I realize this is, technically, a nonstory. There was no boy in the UFO-shaped helium balloon whose runaway flight across the skies of Colorado last week riveted the nation. The story of the nonstory, however, is emblematic of our times. It almost seems as if the lust for being on television is in a league with our most basic human needs and desires—not just food, shelter and clothing but exposure, too.
It took just a few days for authorities to conclude that the whole balloon escapade was staged by the all-too-ready-for-prime-time Heene family. The aim was not to rescue a child but to win a time slot.
“It has been determined that this is a hoax, that it was a publicity stunt,” Larimer County Sheriff Jim Alderden told reporters Sunday. “We have evidence at this point to indicate that it was a publicity stunt done with the hopes of marketing themselves, or better marketing themselves, for a reality television show at some point in the future.”
Square, Site wide
When the cameras aren’t rolling, the Heenes find amusement and togetherness as storm chasers and UFO enthusiasts. That’s what they claim, at least. It’s hard to know what’s real and what’s made-for-TV persona.
As everyone knows by now, after the silvery balloon finally landed in a field some 60 miles from the family’s Fort Collins home—and Falcon was not found inside—the family claimed the boy had been hiding in the attic all along. But Alderden doubts that story, too. “For all we know he may have been two blocks down the road playing on the swing in the city park,” said the sheriff, so profoundly unamused by the whole episode that he wants to file felony charges against one or both of the parents.
It’s hard to believe anyone would invent such a weird scenario—child floats away on homemade balloon—but Alderden says he reached his conclusion after interviewing each member of the family separately and searching their home, including computer files and e-mails. The children knew about the scam, the sheriff says.
It’s even harder to believe—on first impression, at least—that anyone would think this was a good way to audition for a reality show. But when you think about it, the Heenes’ instincts were right on target. They are perfect for a reality show, assuming they don’t go to jail.
Richard and Mayumi are telegenic and animated. The kids are comfortable as performers—after “Wife Swap,” they produced a music video that reminds you of the Jonas Brothers, except that the Heene Brothers are younger and without evident music talent.
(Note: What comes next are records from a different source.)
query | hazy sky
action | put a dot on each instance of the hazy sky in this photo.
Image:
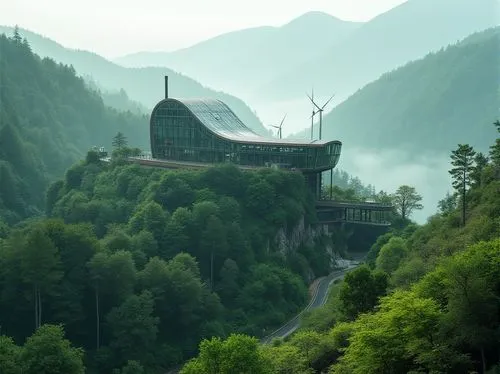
(115, 27)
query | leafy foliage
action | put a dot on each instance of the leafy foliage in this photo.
(48, 120)
(441, 312)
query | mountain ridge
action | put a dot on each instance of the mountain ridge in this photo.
(238, 61)
(466, 99)
(384, 43)
(144, 85)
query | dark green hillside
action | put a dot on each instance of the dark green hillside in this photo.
(144, 85)
(427, 301)
(165, 258)
(48, 119)
(448, 97)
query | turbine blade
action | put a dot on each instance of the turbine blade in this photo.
(283, 120)
(330, 99)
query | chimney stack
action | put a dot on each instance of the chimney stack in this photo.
(166, 86)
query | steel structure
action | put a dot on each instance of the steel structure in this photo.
(207, 131)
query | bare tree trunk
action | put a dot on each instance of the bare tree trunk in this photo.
(39, 308)
(463, 199)
(35, 296)
(212, 270)
(483, 359)
(97, 317)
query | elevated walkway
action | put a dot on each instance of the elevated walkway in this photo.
(364, 213)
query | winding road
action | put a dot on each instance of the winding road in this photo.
(319, 297)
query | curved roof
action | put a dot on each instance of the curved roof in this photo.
(221, 120)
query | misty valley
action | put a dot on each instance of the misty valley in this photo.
(316, 196)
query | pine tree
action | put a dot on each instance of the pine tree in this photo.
(495, 148)
(462, 160)
(17, 36)
(406, 200)
(119, 141)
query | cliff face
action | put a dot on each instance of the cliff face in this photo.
(289, 241)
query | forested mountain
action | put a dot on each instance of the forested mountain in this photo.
(432, 104)
(242, 60)
(404, 33)
(144, 85)
(49, 119)
(148, 261)
(426, 301)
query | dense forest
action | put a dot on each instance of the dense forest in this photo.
(163, 258)
(108, 267)
(426, 301)
(49, 118)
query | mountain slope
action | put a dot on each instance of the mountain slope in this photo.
(448, 97)
(144, 85)
(48, 120)
(240, 60)
(402, 34)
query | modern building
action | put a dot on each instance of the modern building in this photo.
(207, 131)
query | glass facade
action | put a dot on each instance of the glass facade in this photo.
(207, 131)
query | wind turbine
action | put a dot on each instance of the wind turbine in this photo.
(313, 113)
(279, 127)
(320, 110)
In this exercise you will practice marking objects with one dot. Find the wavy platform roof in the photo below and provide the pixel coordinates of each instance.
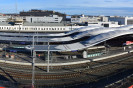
(93, 40)
(85, 31)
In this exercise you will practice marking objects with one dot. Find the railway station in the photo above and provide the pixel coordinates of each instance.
(82, 56)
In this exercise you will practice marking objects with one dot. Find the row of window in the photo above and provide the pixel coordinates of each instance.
(19, 28)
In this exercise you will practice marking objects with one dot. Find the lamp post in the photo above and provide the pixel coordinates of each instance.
(33, 64)
(48, 57)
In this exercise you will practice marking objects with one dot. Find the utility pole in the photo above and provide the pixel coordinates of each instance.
(48, 57)
(33, 64)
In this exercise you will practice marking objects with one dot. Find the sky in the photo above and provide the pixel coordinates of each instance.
(71, 7)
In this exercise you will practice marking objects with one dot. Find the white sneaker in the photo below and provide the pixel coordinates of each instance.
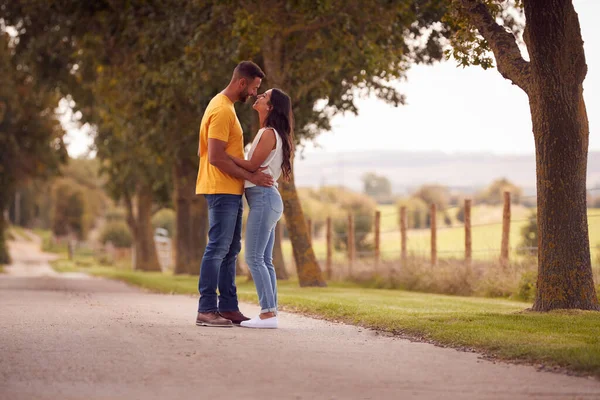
(256, 322)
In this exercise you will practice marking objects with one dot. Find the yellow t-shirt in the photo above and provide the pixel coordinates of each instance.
(219, 122)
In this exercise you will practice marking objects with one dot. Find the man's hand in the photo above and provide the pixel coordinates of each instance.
(259, 178)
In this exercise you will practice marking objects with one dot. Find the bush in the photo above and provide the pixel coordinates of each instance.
(165, 218)
(117, 233)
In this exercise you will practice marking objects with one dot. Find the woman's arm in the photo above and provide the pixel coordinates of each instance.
(261, 152)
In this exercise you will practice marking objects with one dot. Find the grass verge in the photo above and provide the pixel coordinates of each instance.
(499, 328)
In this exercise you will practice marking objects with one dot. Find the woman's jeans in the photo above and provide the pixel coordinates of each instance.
(266, 208)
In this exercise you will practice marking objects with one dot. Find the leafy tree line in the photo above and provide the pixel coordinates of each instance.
(142, 72)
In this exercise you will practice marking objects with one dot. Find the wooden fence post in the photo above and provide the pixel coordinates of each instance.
(505, 230)
(377, 239)
(433, 235)
(351, 248)
(329, 260)
(468, 239)
(403, 235)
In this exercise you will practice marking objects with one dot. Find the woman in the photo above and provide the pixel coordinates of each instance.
(272, 150)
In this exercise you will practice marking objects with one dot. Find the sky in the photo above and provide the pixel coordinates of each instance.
(449, 109)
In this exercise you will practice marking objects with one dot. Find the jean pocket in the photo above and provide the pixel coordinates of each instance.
(276, 203)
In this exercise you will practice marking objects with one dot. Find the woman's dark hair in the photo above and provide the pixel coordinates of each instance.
(281, 119)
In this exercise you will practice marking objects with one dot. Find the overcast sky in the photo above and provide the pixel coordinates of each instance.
(449, 109)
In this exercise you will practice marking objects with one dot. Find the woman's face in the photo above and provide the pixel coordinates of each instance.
(262, 104)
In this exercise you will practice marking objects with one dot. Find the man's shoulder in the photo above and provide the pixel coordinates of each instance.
(219, 105)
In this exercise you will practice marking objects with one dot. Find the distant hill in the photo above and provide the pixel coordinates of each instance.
(408, 170)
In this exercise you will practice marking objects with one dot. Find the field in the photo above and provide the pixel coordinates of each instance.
(486, 236)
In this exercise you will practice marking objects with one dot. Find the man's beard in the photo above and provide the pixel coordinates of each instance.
(244, 96)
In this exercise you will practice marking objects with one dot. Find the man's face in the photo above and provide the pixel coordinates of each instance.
(249, 89)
The family’s hobbies are full of action and make for great video. Chasing a tornado? Building and flying their own balloon? Even if the contraption was made of tinfoil, plywood and cardboard, as authorities said, it looked sleek and shiny on the screen as it zoomed over the Colorado landscape. It was convincing enough to make a nation suspend disbelief.
There’s a reason why the TLC network entertained a proposal from the Heene family before ultimately turning it down. There’s a reason why RDF USA, the company that produces “Wife Swap,” worked with the family earlier this year on a possible new show—now “no longer in active development,” the company says. Alderden indicated that he believes the family was still working with some unnamed network or production company at the time of the “balloon boy” extravaganza.
There’s one thing the Heenes apparently didn’t understand, though: Reality TV is a kind of parallel universe. It’s a realm of crazy melodrama and perfect white smiles—a place where craziness is good, irresponsibility is great and mendacity is rewarded.
Here in the real reality, that stuff doesn’t go over so well.